3-node KV, 3 replicas, want to test and verify if the entire TiDB cluster can function normally when one KV node fails or disk data is cleared

Note:
This topic has been translated from a Chinese forum by GPT and might contain errors.

Original topic: 3节点kv,3副本,想测试验证一下,在挂掉一个kv节点或者磁盘数据被清理时,整个tidb集群是否能够正常工作。

| username: vcdog

[Test Environment for TiDB] Testing
[TiDB Version] v6.5.0
[Reproduction Path] Manually delete the storage path of one of the kv nodes: rm -rf /acdata/tidb-deploy/tikv-20163; rm -rf /acdata/tidb-data/tikv-20163
[Encountered Problem: Phenomenon and Impact] Stop the kv service of this node, then perform the scale-in operation using the following command:
# tiup cluster scale-in test-my-tidb-cluster --node 10.3.72.94:20163
Then, check the status of this kv node in the cluster, it remains in Pending Offline and cannot be recycled.

[Resource Configuration]
[Attachments: Screenshots/Logs/Monitoring]

| username: vcdog | Original post link

The official documentation provides a detailed introduction to the monitoring indicators of TiDB. You can refer to the following link: TiDB 监控框架概述 | PingCAP 文档中心.

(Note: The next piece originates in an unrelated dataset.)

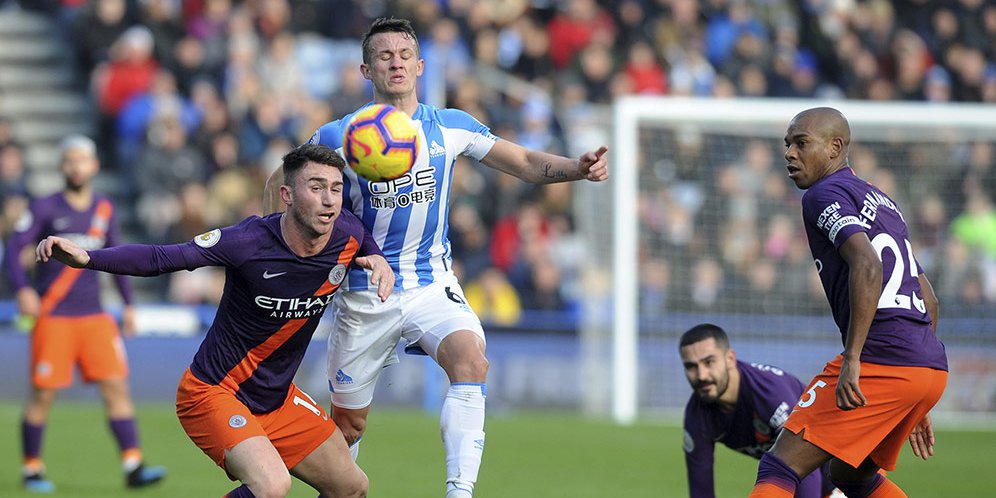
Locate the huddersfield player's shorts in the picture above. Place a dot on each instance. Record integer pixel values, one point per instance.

| username: 考试没答案 | Original post link

Three replicas, high availability cluster, 3 nodes, can function normally even if one goes down.

| username: vcdog | Original post link

Yes, it can indeed work normally. Now, I want to restore this KV node. First, scale down, then scale up. As a result, it got stuck and didn’t work. After using --force to forcibly clear it, scaling up failed.

| username: 考试没答案 | Original post link

One issue with TiDB is the relationship between the number of replicas and the number of nodes. You can check the official documentation.

| username: 考试没答案 | Original post link

When you have time, read the official documentation more. Your questions can all be resolved.
According to the key points I highlighted, the correct logic is: first scale out, then scale in the TiKV nodes.

| username: 考试没答案 | Original post link

Your issue is: scaling down TiKV nodes, the low regions cannot find other nodes to maintain three replicas.

| username: vcdog | Original post link

Currently, the health status of the region is as follows:

| username: 考试没答案 | Original post link

Can you now scale out a new KV node?

| username: Kongdom | Original post link

Since the node was manually deleted, you need to use -force to scale down.
What error is reported when scaling up fails?

| username: xfworld | Original post link

First, add the node, then the Pending Offline node will release the region. It requires time for scheduling and eventually converting to the tombstone state before it can be properly taken offline.

| username: tidb菜鸟一只 | Original post link

At least 3 TiKV nodes are required for 3 replicas.

| username: 考试没答案 | Original post link

If you can scale out online, then scale out first. If you can’t scale out, then force it.

| username: h5n1 | Original post link

  1. With 3 replicas and 3 TiKV nodes, as long as there are not >=2 TiKV nodes on the same host, any single node failure will not affect TiDB’s availability.
  2. With 3 replicas and 3 TiKV nodes, normal scaling down is not possible because there are no other TiKV nodes to accept the regions from the node being scaled down. TiDB ensures that each TiKV node only has one replica of a region, so it will remain in a Pending offline state. The solution is to add one more TiKV node.
  3. Do not use --force casually; it only cleans up topology information and deployment directories from tiup and does not help with scaling down.
  4. This document is worth reading:
    专栏 - TiKV缩容下线异常处理的三板斧 | TiDB 社区
| username: vcdog | Original post link

On the current problematic KV node, a new KV was successfully added. The status is as follows:

The one below that is already in the offline state cannot be cleaned up from this table. I directly changed the port to 20160.

| username: 考试没答案 | Original post link

Are you still there, pending offline?

| username: h5n1 | Original post link

Check region_count

| username: vcdog | Original post link

Next, will the newly expanded KV node synchronize and replicate the replicas from the other two KV nodes to ultimately maintain a state of three replicas?
Currently, the disk space remains at 18G and hasn’t changed.

# df -h|grep acdata
/dev/mapper/acvg-lv_data  493G   18G  450G   4% /acdata
| username: vcdog | Original post link

Pending offline is no longer there. I used the --force parameter to forcefully clear it.

| username: 考试没答案 | Original post link

Go to PD and check if the store is still there.